Deutsche Bank shares rose 2.5 per cent on Friday to €7.18 as markets anticipated a restructuring announcement. That is far below levels from mid-2015, when the shares traded over €30 per share. Shareholders received a dividend of only 11 cents per share for 2017 and 2018.
The bank said one-time charges from the changes would mean a net loss of €2.8 billion in the second quarter. Excluding the charges, net profit would have been about €120 million
The restructuring follows the failure in April of merger talks with German rival Commerzbank. Deutsche Bank said the combination would not make business sense, but that left open the question of what strategy the bank could pursue to make its business leaner and more profitable.
As part of the restructuring the bank said it would create a separate unit to dispose of billions in investments that are less profitable or no longer fit its strategy. The bank said it did not expect to have to raise additional capital from shareholders.
When complete, the job cuts are to reduce the workforce to 74,000. The bank would not say where the cuts would fall; many of its investment banking activities are carried out in New York and London.

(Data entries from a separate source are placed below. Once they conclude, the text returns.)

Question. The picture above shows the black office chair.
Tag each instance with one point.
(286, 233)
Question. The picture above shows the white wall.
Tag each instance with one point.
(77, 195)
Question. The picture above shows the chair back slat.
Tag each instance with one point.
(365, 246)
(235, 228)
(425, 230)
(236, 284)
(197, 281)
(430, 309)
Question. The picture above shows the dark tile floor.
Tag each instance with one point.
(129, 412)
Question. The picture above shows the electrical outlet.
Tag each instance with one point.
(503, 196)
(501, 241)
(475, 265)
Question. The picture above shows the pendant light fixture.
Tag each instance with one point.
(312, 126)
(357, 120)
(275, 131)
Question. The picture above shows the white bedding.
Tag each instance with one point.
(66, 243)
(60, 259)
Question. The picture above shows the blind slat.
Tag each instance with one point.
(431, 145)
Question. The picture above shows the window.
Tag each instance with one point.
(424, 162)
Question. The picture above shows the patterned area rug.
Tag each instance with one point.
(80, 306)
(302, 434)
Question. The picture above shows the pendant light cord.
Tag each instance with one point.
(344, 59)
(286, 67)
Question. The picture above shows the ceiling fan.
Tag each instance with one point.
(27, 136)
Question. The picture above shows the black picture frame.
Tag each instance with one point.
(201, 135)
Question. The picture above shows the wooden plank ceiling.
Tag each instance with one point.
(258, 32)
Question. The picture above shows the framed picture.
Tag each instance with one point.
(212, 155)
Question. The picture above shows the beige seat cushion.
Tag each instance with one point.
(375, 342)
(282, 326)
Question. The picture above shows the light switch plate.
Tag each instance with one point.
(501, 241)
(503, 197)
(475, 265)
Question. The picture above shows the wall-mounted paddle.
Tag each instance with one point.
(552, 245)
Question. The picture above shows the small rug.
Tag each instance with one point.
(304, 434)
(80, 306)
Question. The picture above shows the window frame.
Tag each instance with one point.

The bank paid billions in fines and settlements related to behaviour before and after the global financial crisis, including a $7.2 billion settlement in 2017 with the Justice Department over selling bonds based on mortgages to people with shaky credit. But that hasn't ended the negative headlines. Two congressional committees have subpoenaed Deutsche Bank documents as part their investigations into US President Donald Trump and his company. Deutsche Bank was one of the few banks willing to lend to Trump after a series of corporate bankruptcies and defaults starting in the early 1990s.
Trump had sued Deutsche Bank to stop the subpoenas, but a judge in May ruled against the president.